Ilê Axé Iyá Nassô Oká- Terreiro Casa Branca do Engenho Velho
Testemunha da história de um povo, o terreiro fundado pelas
três mulheres é parte da história da Bahia e de todo povo brasileiro. O mais
antigo templo afro-religioso foi fundado na barroquinha nos fundos de uma
igreja e depois devido à grande repressão contra com os povos negros foi levado
para o Engelho velho e lá se encontra até hoje.
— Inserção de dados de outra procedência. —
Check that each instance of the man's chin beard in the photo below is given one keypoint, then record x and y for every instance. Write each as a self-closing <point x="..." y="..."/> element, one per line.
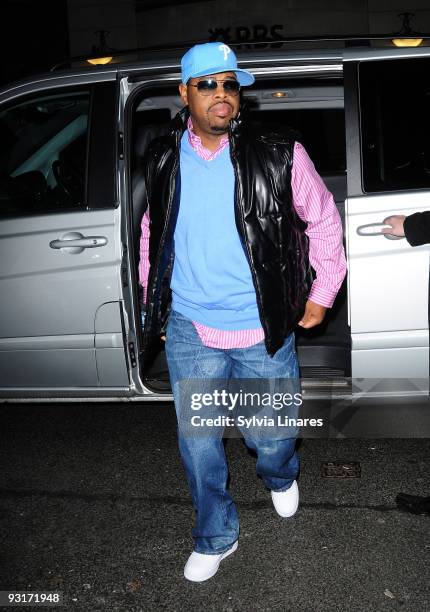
<point x="219" y="129"/>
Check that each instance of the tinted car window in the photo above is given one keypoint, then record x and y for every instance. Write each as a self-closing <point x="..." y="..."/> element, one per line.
<point x="43" y="150"/>
<point x="321" y="131"/>
<point x="395" y="107"/>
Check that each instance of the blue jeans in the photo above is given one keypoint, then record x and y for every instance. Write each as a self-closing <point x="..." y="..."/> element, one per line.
<point x="217" y="526"/>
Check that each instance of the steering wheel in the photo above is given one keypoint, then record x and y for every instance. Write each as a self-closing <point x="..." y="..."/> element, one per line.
<point x="69" y="180"/>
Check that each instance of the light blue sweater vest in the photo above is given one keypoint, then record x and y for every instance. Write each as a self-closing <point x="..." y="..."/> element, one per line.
<point x="211" y="279"/>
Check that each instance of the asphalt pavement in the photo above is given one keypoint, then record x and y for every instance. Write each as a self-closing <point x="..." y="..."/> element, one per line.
<point x="94" y="503"/>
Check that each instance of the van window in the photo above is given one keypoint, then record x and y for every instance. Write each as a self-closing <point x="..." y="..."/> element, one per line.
<point x="43" y="153"/>
<point x="320" y="130"/>
<point x="394" y="108"/>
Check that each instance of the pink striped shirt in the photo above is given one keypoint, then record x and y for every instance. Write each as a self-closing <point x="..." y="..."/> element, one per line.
<point x="315" y="205"/>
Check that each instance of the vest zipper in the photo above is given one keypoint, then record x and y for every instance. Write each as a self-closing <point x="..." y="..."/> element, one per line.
<point x="238" y="187"/>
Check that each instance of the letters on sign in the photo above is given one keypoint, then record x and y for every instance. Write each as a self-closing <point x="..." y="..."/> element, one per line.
<point x="254" y="37"/>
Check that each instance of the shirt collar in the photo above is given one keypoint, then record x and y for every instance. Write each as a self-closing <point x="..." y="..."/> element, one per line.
<point x="196" y="142"/>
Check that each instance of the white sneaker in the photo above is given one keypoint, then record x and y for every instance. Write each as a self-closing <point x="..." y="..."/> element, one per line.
<point x="286" y="502"/>
<point x="201" y="567"/>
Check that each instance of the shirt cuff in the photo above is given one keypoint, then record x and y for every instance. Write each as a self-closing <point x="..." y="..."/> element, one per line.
<point x="322" y="296"/>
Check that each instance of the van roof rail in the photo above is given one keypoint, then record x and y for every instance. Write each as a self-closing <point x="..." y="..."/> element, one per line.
<point x="358" y="39"/>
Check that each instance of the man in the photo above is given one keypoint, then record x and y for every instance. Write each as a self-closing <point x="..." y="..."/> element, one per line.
<point x="416" y="229"/>
<point x="231" y="211"/>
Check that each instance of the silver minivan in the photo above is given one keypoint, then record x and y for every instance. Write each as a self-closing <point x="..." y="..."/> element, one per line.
<point x="72" y="199"/>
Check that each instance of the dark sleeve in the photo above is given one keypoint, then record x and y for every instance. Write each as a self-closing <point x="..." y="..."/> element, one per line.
<point x="417" y="228"/>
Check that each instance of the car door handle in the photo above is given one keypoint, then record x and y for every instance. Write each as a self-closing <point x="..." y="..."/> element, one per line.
<point x="374" y="229"/>
<point x="86" y="242"/>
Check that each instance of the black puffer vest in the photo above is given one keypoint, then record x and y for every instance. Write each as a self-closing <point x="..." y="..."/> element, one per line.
<point x="271" y="232"/>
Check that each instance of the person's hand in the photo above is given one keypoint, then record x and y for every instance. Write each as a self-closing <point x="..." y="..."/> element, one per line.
<point x="314" y="314"/>
<point x="396" y="222"/>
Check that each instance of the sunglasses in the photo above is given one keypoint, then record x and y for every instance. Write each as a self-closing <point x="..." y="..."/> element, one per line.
<point x="209" y="86"/>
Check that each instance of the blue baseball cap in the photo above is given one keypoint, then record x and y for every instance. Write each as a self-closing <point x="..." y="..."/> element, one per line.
<point x="211" y="58"/>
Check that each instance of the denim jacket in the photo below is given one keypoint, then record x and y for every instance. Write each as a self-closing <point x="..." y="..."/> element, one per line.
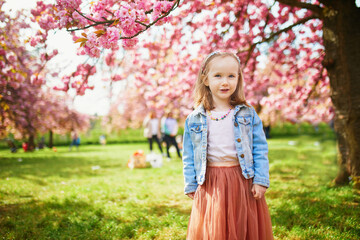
<point x="250" y="143"/>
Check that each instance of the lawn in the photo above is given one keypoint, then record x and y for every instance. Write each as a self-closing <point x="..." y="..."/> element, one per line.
<point x="91" y="194"/>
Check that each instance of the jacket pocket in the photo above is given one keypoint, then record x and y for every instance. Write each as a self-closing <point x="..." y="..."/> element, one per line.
<point x="245" y="120"/>
<point x="195" y="132"/>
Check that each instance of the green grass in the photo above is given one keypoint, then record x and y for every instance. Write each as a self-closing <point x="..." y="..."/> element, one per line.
<point x="65" y="195"/>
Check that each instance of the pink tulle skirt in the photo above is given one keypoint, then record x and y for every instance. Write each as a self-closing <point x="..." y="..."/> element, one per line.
<point x="224" y="208"/>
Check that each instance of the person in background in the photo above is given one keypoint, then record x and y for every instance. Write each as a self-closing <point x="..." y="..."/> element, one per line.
<point x="75" y="140"/>
<point x="225" y="157"/>
<point x="170" y="129"/>
<point x="151" y="126"/>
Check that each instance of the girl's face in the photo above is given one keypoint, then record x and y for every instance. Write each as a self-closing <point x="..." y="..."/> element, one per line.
<point x="222" y="78"/>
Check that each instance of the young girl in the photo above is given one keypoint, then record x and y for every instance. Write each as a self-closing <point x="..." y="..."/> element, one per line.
<point x="226" y="168"/>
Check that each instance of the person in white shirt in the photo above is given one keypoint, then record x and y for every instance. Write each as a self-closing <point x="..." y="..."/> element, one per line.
<point x="170" y="129"/>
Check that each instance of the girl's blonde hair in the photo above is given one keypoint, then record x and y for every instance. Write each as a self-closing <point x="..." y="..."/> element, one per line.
<point x="202" y="92"/>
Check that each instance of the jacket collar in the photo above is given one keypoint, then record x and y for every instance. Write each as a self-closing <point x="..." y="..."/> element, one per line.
<point x="201" y="110"/>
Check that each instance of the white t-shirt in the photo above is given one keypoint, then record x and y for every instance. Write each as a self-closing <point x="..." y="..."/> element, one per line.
<point x="221" y="139"/>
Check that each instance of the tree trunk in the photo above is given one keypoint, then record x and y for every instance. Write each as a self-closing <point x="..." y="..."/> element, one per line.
<point x="341" y="34"/>
<point x="51" y="144"/>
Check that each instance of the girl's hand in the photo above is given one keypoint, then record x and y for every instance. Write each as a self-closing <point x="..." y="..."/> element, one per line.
<point x="191" y="195"/>
<point x="258" y="191"/>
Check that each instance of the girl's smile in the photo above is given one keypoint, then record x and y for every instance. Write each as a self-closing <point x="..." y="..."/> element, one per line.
<point x="222" y="79"/>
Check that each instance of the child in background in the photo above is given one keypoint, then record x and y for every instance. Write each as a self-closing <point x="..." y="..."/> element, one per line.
<point x="225" y="163"/>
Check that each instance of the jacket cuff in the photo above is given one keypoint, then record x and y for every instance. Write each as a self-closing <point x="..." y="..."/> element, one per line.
<point x="261" y="181"/>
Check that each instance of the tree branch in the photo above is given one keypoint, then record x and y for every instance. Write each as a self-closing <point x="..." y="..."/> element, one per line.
<point x="109" y="22"/>
<point x="273" y="35"/>
<point x="295" y="3"/>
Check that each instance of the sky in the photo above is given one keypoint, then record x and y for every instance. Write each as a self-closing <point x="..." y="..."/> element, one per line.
<point x="94" y="101"/>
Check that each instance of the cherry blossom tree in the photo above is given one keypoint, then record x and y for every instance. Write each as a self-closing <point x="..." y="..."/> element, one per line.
<point x="309" y="55"/>
<point x="26" y="107"/>
<point x="312" y="46"/>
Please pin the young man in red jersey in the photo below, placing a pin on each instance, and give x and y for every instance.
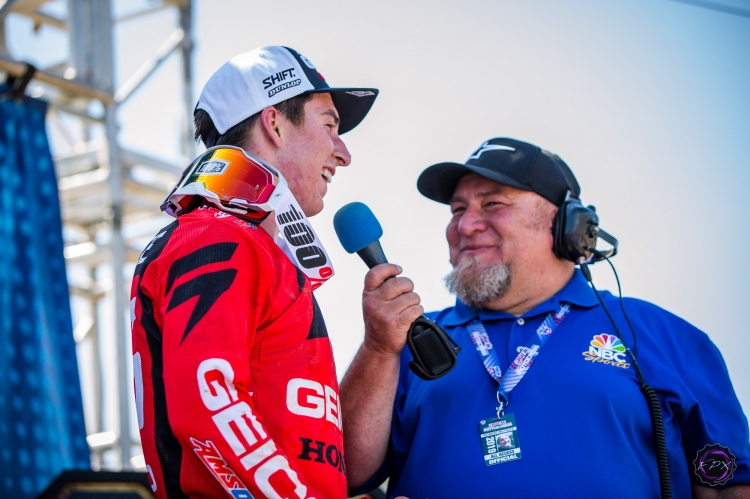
(235, 382)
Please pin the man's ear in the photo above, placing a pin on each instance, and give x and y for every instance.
(270, 124)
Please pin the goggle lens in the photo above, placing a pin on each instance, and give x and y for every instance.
(230, 174)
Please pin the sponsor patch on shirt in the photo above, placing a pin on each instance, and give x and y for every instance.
(714, 464)
(607, 349)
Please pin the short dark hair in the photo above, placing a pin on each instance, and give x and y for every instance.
(293, 109)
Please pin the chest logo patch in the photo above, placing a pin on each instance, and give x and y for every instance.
(607, 349)
(714, 464)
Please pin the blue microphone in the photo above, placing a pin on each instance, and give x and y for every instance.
(360, 232)
(433, 351)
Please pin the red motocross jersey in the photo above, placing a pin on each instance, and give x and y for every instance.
(235, 383)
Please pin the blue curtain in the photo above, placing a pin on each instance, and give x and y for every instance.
(41, 413)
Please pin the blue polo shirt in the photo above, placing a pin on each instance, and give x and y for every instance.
(584, 428)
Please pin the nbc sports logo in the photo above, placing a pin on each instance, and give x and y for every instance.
(607, 349)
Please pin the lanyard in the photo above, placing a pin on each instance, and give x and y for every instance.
(523, 361)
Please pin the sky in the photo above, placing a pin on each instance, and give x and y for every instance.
(646, 100)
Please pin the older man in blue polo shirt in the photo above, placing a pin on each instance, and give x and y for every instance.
(576, 421)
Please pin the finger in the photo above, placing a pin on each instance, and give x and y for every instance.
(412, 313)
(379, 274)
(404, 301)
(392, 288)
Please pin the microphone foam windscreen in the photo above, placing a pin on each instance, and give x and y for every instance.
(356, 227)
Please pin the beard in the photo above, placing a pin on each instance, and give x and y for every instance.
(476, 285)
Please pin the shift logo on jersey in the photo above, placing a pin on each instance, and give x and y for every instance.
(714, 464)
(208, 287)
(607, 349)
(217, 465)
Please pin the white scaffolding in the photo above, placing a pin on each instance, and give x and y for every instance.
(104, 188)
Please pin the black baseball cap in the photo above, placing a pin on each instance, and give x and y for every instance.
(508, 162)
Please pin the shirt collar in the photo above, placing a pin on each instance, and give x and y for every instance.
(576, 292)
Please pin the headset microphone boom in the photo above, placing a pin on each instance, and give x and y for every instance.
(433, 351)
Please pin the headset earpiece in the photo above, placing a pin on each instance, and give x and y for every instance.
(575, 230)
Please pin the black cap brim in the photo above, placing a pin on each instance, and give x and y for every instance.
(352, 104)
(438, 182)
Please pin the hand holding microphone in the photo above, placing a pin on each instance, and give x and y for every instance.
(389, 304)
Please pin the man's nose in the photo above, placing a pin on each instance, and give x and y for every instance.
(471, 222)
(341, 153)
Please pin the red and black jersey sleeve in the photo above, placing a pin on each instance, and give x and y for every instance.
(238, 389)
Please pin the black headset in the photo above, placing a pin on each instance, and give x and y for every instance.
(575, 230)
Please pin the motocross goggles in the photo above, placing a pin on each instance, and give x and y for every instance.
(230, 179)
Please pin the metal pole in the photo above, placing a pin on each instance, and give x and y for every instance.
(186, 23)
(118, 284)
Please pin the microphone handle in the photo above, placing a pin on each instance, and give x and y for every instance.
(372, 254)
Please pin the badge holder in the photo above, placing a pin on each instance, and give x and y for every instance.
(433, 351)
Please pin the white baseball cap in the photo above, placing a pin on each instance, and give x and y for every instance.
(252, 81)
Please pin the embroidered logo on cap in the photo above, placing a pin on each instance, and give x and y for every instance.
(489, 147)
(714, 464)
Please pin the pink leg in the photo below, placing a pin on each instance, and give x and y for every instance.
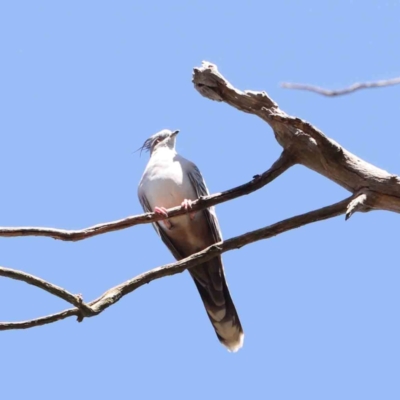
(163, 211)
(187, 205)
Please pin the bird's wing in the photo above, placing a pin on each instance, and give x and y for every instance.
(164, 237)
(197, 181)
(210, 278)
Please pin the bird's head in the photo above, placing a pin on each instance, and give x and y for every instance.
(164, 138)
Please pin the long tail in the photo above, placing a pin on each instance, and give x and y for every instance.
(211, 284)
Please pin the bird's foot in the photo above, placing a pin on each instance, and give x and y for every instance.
(163, 211)
(187, 205)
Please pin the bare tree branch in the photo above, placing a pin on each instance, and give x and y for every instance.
(352, 88)
(114, 294)
(309, 145)
(284, 162)
(75, 300)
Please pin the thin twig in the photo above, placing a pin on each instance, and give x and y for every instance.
(75, 300)
(284, 162)
(116, 293)
(352, 88)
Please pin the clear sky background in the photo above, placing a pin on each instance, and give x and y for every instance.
(82, 85)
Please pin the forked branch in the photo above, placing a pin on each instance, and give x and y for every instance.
(307, 143)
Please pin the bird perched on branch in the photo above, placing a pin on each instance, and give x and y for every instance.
(170, 180)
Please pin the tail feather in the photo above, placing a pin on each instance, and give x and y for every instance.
(211, 284)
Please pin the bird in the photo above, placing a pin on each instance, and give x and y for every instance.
(170, 180)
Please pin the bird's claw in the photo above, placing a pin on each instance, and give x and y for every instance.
(163, 211)
(187, 205)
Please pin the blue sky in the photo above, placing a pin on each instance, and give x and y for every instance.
(82, 85)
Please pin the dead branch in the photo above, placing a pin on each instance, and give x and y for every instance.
(309, 145)
(75, 300)
(114, 294)
(339, 92)
(283, 163)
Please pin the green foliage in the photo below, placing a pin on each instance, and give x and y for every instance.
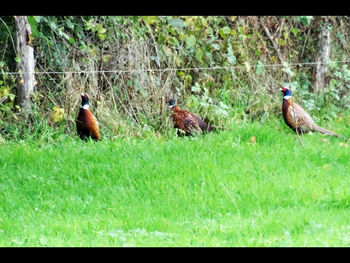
(131, 99)
(218, 190)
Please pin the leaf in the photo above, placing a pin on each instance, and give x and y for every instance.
(191, 41)
(199, 55)
(176, 22)
(294, 31)
(196, 87)
(230, 56)
(259, 68)
(215, 46)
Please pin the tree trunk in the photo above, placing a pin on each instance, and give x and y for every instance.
(323, 56)
(25, 53)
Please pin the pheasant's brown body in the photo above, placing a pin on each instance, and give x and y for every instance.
(189, 122)
(87, 124)
(298, 119)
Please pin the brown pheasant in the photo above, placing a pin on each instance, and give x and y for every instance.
(297, 118)
(187, 122)
(87, 124)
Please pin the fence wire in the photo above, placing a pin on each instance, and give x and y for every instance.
(285, 65)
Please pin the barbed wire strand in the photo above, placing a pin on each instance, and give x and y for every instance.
(173, 69)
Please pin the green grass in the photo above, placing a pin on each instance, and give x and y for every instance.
(213, 190)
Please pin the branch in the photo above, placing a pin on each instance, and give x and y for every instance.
(268, 34)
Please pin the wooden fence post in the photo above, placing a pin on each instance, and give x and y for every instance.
(25, 54)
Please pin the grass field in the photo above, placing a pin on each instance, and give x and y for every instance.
(214, 190)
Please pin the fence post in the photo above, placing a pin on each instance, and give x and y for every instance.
(25, 54)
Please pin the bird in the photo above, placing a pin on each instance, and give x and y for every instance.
(187, 122)
(87, 124)
(298, 119)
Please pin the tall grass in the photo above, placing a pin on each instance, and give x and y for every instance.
(215, 190)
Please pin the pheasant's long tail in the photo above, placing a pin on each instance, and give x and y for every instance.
(325, 131)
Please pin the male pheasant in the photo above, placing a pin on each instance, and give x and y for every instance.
(87, 124)
(186, 121)
(297, 118)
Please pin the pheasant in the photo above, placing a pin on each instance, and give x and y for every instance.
(297, 118)
(186, 121)
(87, 124)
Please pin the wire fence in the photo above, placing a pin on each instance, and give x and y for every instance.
(284, 65)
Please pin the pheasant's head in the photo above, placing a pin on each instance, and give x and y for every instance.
(84, 101)
(170, 102)
(286, 92)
O Ilê Axé Nassô Okâ tem
enquanto seu principal símbolo a coroa de Xangô e uma forte ligação com Oxóssi
a quem o terreno é consagrado exemplificando a íntima ligação entre o Ilê Axé
com as cidades de Oió e Ketu, que foram reinados por Xangô e Oxóssi
respectivamente, orixás muito presentes nas tradições e história da
casa.
O Ilê Axé Nassô Okâ foi descrito pelo poeta Francisco Alvim (1984) como “A MÃE DE TODAS AS CASAS” e não é pra menos, para além de ser reconhecido como a primeira casa de orixá fundada no brasil é da fundação do Terreiro Casa Branca que sai nomes de suma importância para o candomblé no Brasil, como Ialorixá Maria Júlia da Conceição Nazaré, matriarca do Terreiro do Gantois, e a Ialorixá Eugênia Ana dos Santos, matriarca do Axé Opô Afonjá. E tantas outras que enraizaram a partir dali e foram para muito além da Bahia. A mãe de todas as casas teve sua importância reconhecida dentro e fora do terreiro:
“O valor da produção cultural do povo-de-santo da Casa Branca do Engenho Velho é amplamente reconhecido por intelectuais de renome; como já se viu, a restauração da Praça de Oxum foi feita com base em projeto do arquiteto Oscar Niemeyer, que o presenteou à comunidade do templo de Iyá Nassô; artistas, escritores e cientistas, a exemplo de Carybé, Chico Buarque, Jorge Amado, Gilberto Gil, Francisco Alvim, José Carlos Capinan, Caetano Veloso, Pedro Agostinho, Abdias Nascimento, Elisa Larkin Nascimento, Joel Rufino, Emerson Andrade Sales, Naomar Monteiro de Almeida Filho, Débora Nunes e muitos outros já deram testemunho de seu respeito por esta Casa, que é o primeiro monumento negro a ser reconhecido como patrimônio histórico do Brasil e o primeiro templo de um culto de origem africana a ter tal reconhecimento nas Américas (SERRA,2005).
(SERRA, p. 13, 2008)
A luta pelo reconhecimento e defesa do Ilê Axé resultou no tombamento do Ilê Axé Nassô Okâ pelo IPHAN, Instituto do Patrimônio Histórico e Artístico Nacional, e foi declarado como patrimônio material nacional. Foi o primeiro terreiro do Brasil a receber tal reconhecimento. O ato de patrimonialização do Terreiro Casa Branca do Engenho Velho identifica esse espaço como peça importante da cultura afro-brasileira conservando assim sua história e tradição. Esses espaços vão muito além de construções físicas. São espaços que zelam pela memória, tradição e da espiritualidade afro-brasileira.